I am concurring in the conclusion reached by the PRESIDING JUDGE for the following reasons: Where the bill of exceptions fails to disclose any evidence as to time or venue, circuit court rule 35 obtains, and the trial court will not be put in error for a refusal to give at the request of defendant the general charge unless the point is brought to the attention of the trial judge. This point has many times been decided by this court and the Supreme Court. Green v. State, 22 Ala. App. 536,117 So. 607; Houk v. State, 21 Ala. App. 111,105 So. 425; Harris v. State, 21 Ala. App. 67, 105 So. 389; McGrew v. State, 21 Ala. App. 266, 107 So. 328; Ray v. State,25 Ala. App. 262, 145 So. 325; Webb v. State, 19 Ala. App. 359,97 So. 246; McGee v. State, 20 Ala. App. 221,101 So. 321; Morgan v. State, 20 Ala. App. 346, 102 So. 462.
In the instant case a very different proposition is presented. Here the evidence is without dispute that the difficulty resulting in the indictment for assault to murder occurred some two years before the beginning of the prosecution. This fact rendered the charge of assault and battery, included in the indictment charging assault to murder, a nonpunishable offense, and no court was authorized to pronounce judgment against the person who committed it. McDowell v. State, 61 Ala. 172, 174. While the time is not required to be stated in haec verba in the indictment, the charge is inferentially there as much so as if it had been so written, and because it is one of the material averments to be proven before a conviction may be had, and, when it affirmatively appears that the offense charged was committed beyond the time limit as fixed by the statute, the trial court was without jurisdiction to pronounce judgment; the act charged having ceased to be a punishable offense. McDowell's Case, supra.
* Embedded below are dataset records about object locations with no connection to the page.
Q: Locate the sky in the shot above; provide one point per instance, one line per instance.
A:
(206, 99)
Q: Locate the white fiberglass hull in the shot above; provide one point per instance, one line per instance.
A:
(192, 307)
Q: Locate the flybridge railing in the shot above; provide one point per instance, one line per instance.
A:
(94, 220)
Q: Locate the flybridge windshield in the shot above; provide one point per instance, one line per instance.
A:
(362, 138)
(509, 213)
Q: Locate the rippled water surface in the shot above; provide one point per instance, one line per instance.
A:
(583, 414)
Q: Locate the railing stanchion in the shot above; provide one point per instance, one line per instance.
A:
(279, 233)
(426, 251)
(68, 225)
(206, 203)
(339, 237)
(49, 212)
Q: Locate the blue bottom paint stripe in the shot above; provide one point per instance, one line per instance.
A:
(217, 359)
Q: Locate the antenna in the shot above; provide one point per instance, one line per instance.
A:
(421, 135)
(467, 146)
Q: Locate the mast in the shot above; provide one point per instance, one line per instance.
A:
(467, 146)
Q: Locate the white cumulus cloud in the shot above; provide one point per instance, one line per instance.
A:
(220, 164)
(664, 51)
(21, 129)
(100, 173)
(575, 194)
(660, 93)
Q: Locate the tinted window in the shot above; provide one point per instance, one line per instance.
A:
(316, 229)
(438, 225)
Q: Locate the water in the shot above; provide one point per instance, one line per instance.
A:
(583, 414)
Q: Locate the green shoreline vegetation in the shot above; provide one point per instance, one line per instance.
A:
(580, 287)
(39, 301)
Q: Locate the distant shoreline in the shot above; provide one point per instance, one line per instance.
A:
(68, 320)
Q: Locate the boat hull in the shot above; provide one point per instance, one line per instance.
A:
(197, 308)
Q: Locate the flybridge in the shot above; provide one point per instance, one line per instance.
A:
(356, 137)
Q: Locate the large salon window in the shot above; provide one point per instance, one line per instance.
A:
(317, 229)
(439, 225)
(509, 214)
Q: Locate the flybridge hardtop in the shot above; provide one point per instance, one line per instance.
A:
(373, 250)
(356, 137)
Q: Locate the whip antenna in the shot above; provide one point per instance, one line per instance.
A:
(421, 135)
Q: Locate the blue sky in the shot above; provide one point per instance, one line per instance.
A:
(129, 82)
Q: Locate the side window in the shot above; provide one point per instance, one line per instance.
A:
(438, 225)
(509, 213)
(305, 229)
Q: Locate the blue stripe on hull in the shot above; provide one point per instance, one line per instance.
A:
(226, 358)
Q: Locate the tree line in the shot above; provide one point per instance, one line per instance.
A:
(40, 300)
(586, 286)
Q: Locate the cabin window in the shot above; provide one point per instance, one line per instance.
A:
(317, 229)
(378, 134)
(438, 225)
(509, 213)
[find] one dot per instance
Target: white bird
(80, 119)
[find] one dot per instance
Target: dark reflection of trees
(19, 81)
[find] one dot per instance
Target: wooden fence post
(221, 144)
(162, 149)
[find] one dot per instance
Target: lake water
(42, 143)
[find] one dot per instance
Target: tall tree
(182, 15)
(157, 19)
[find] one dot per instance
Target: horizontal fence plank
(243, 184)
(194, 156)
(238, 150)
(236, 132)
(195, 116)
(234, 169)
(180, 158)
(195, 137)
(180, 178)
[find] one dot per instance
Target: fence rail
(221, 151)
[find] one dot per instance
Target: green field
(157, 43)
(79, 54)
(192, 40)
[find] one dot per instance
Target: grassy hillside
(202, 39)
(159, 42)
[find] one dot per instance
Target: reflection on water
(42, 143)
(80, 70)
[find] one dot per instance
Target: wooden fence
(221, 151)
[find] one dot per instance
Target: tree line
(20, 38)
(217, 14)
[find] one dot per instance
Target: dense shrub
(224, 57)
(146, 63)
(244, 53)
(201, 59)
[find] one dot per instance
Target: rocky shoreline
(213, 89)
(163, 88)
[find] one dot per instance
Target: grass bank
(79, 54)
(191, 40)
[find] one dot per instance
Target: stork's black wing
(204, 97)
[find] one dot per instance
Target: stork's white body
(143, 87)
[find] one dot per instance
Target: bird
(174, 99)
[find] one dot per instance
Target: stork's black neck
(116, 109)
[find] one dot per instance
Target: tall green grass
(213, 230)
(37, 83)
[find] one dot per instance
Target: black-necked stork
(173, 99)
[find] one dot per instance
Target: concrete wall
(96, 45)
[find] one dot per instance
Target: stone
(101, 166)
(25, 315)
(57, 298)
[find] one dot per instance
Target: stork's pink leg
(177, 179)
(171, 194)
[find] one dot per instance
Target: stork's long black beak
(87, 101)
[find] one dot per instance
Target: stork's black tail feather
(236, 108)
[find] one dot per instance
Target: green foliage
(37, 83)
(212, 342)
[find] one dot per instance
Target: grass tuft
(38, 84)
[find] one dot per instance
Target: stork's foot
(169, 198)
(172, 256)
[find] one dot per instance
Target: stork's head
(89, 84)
The point is not raised by a request for the affirmative charge as to the offense charged in the indictment, and therefore error cannot and is not predicated on the court's refusal to give such charge in this case. Letcher's Case,159 Ala. 59, 48 So. 805, 17 Ann. Cas. 716. *Page 378
But, being a case where the trial court has no authority or power to pronounce judgment by reason of its lack of jurisdiction over the subject-matter, the question may not be waived and may be raised at any time. 16 Corpus Juris, 184 (256). Not for error in refusing the general charge as to the charge in the indictment, nor for other rulings insisted upon as error during the trial, but because the court had no power to pronounce judgment on the verdict for assault and battery, the judgment is held to be void and of no effect.